In the days since the ‘news’ about Sir Jimmy Savile first broke I’ve been thinking about whether the fact that he got away with the alleged abuse for so long means our views have not changed as much as we might hope over the last few decades.
Since the mid-90s I was deeply suspicious of Savile, having read an interview with Professor Anthony Clare where he referred to a Lynn Barber interview in which she said “journalists have often told me as a fact: "Jimmy Savile? Of course, you know he's into little girls”. Clare’s own conclusion was equally disturbing:
“…his solitary, shifting life is but a manifestation of a profound psychological malaise with its roots in that materially deprived, emotionally somewhat indifferent childhood which he so flatly describes. There is something chilling about this twentieth-century ‘saint’…”
When I first started work in the early 1980s it was still tolerable (just) for a male colleague to grope a female as part of the punchline to a joke. That sort of behaviour would be completely unacceptable now and much of the Savile coverage has focused on just how much has changed for the better since the 70s and 80s. The implication is that this sort of thing would come to light more readily now. On the other hand, take a look at the quotation below, taken from a recent (2010) political biography.
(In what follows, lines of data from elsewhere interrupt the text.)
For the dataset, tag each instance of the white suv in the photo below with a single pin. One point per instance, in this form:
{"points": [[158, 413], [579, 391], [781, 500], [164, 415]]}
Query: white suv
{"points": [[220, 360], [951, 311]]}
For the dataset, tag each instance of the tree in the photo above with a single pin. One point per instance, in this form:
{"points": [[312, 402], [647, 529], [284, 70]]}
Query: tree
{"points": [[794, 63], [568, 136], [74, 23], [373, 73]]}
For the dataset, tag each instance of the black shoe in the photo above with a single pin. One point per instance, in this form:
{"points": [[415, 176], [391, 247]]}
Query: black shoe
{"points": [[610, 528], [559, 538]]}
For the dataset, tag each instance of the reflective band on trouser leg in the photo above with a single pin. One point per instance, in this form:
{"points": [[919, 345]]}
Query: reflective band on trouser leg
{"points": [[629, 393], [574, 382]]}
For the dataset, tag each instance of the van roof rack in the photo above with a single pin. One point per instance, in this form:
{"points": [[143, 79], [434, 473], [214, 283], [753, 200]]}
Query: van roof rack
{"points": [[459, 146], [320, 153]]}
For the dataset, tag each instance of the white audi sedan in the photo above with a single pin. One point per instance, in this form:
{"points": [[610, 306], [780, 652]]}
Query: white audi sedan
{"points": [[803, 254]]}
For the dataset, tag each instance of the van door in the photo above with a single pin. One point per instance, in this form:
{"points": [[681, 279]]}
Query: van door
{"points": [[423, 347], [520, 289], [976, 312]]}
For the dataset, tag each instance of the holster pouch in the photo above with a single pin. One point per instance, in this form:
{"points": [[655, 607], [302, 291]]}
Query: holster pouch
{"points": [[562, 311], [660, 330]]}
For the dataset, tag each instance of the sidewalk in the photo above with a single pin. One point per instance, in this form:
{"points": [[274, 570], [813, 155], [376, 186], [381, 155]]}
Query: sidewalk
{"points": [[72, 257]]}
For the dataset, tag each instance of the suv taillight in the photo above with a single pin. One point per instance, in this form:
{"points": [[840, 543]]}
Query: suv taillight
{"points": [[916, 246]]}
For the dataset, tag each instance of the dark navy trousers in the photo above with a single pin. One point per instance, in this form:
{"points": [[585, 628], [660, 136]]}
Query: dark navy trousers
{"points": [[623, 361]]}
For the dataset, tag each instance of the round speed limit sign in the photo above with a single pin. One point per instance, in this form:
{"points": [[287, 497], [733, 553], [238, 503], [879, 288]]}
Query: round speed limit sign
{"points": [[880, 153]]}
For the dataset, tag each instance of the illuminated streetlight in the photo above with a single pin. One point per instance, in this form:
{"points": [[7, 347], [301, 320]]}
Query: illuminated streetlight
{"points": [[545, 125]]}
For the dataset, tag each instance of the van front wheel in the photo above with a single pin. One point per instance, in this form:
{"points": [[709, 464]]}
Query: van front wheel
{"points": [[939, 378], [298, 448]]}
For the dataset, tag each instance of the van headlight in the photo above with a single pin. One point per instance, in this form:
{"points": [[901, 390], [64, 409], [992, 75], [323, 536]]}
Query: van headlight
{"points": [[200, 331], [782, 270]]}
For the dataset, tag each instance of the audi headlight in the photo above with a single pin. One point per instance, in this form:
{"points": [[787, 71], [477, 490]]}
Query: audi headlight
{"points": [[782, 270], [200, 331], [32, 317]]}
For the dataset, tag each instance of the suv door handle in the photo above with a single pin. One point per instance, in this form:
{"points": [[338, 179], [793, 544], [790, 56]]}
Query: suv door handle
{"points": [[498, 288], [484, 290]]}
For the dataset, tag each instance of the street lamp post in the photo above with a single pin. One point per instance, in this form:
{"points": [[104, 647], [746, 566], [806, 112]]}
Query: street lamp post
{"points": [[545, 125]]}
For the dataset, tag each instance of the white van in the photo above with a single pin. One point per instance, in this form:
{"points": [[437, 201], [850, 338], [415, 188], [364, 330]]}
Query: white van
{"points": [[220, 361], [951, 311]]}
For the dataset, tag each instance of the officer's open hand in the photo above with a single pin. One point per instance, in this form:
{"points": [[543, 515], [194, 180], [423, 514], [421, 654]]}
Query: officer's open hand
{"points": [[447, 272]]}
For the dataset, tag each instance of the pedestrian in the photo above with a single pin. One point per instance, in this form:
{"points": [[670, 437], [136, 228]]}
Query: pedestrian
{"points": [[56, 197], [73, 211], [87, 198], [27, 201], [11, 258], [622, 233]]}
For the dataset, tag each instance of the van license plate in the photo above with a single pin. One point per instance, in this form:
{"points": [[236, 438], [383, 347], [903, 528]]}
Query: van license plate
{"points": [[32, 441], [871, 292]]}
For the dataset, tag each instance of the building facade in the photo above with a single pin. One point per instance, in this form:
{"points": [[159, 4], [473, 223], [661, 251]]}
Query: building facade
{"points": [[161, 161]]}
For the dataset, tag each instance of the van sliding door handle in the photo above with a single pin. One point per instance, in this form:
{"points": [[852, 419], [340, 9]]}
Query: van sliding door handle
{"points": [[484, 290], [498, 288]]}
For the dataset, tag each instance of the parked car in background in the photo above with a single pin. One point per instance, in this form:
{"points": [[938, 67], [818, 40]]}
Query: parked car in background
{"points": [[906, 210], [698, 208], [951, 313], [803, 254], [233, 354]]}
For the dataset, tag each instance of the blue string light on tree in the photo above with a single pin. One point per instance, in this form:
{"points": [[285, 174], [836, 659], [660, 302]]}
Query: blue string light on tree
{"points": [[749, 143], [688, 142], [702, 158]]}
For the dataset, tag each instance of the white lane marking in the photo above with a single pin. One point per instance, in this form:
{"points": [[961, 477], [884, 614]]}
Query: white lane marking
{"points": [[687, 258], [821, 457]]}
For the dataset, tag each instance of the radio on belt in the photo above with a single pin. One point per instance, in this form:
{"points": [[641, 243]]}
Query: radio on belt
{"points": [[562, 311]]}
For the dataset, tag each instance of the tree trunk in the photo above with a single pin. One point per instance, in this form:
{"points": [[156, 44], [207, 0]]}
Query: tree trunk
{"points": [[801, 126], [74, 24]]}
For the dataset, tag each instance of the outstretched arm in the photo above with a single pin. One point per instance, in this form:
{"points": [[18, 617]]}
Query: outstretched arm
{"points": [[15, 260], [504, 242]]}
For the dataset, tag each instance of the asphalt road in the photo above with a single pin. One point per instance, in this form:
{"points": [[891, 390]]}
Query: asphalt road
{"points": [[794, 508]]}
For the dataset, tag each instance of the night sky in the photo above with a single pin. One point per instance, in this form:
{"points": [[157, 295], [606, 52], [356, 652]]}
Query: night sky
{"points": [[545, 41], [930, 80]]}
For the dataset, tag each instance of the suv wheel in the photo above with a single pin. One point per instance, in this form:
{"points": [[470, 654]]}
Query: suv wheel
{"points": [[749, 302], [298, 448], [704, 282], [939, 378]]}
“It was like being in a girls’ school after serving a long stretch in a high security prison.”
The context here is everything. The author is talking about how a speech was expected to be tough but was turned into a great triumph. Why use this simile though? There are many better ways to express the idea of an unexpectedly soft audience and the sexual undertones in this seem clear to me. The author writing about school girls here is former British Prime Minister Tony Blair in his execrable autobiography.
Perhaps sexual consciousness hasn’t changed as much as we might hope.